Nagle's algorithm combines these small outgoing messages into a single, larger message. The algorithm actually proscribes that as long as there is a sent packet for which the sender has received no acknowledgment from the recipient, the sender should keep combining payloads until a full packet’s worth is ready to be sent.
All of this is well and good. Until a sender using Nagle interacts with a recipient using TCP Delayed Acknowledgements. With delayed acknowledgements, the recipient may delay the ACK for up to 500ms to give the recipient a change to actually include the response with the ACK packet. Again, the idea is to increase the efficiency of TCP by reducing the number of ‘suboptimal’ packets.
Now consider how these two protocols work in conjunction (actually, opposition) with one another. Let’s say Fred is sending data to Barney. At the very end of the transmission, Fred has less than a complete packet’s worth of data to send. As specified in Nagle’s Algorithm, Fred will wait until it receives an ACK from Barney before it sends the last packet of data. After all, Fred might discover more information that needs to be sent. At the same time, Barney has implemented delayed acknowledgements. So Barney waits up to 500ms before sending an ACK in case the response can be sent back along with the ACK.

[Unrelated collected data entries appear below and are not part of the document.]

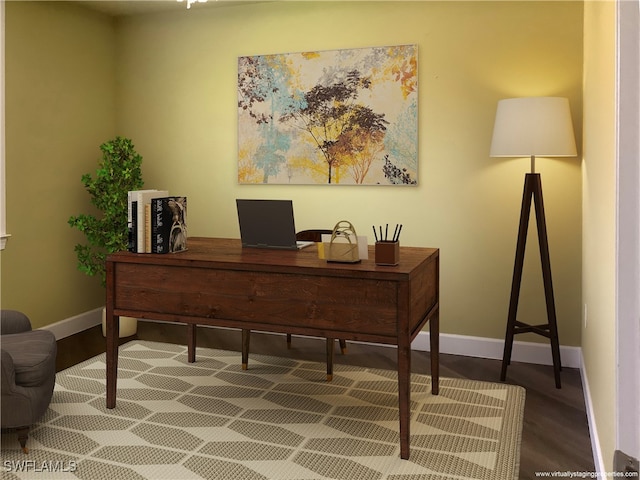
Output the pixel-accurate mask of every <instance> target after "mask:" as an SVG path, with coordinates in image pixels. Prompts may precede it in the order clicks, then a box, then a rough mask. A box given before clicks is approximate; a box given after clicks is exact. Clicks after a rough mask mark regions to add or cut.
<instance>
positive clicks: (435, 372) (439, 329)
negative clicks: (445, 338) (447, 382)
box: [429, 312, 440, 395]
mask: <svg viewBox="0 0 640 480" xmlns="http://www.w3.org/2000/svg"><path fill="white" fill-rule="evenodd" d="M429 342H430V343H431V352H429V358H430V359H431V393H432V394H433V395H438V393H439V392H440V312H435V313H434V314H433V316H432V317H431V318H430V319H429Z"/></svg>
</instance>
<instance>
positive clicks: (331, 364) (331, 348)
mask: <svg viewBox="0 0 640 480" xmlns="http://www.w3.org/2000/svg"><path fill="white" fill-rule="evenodd" d="M335 343H336V342H335V339H334V338H327V382H330V381H331V380H333V348H334V344H335Z"/></svg>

Both sides of the transmission end up waiting for the other. It is only the delayed acknowledgement timeout that breaks this impasse. And the result is the potential for occasionally waiting up to 500ms for a response to a GetMessage call. Sound familiar? That’s because it was pretty much exactly the problem we were facing.
There are two solutions to this problem. The first, which is completely unrealistic, is to turn off TCP delayed acknowledgments in Azure. Yeah, right. The second is much, much easier. Disable Nagle’s Algorithm in the call to GetMessage. In Azure, Nagle is enabled by default. To turn it off, you need to use the ServicePointManager .NET class.
CloudStorageAccount account = CloudStorageAccount.Parse(connectionString);
ServicePoint queueServicePoint =
ServicePointManager.FindServicePoint(account.QueueEndpoint); queueServicePoint.UseNagleAlgorithm = false;
So there you go. In order to be able to figure out why a couple of issues arose within Azure Queue Storage, you needed to be aware of HTTP status codes, the throttling limitations of Azure, queue design, TCP and John Nagle. As I initially started with, you need to be a poly-tech. And special thanks to Keith Hassen, who discovered much of what appears in this blog post while in the crucible of an escalating production problem.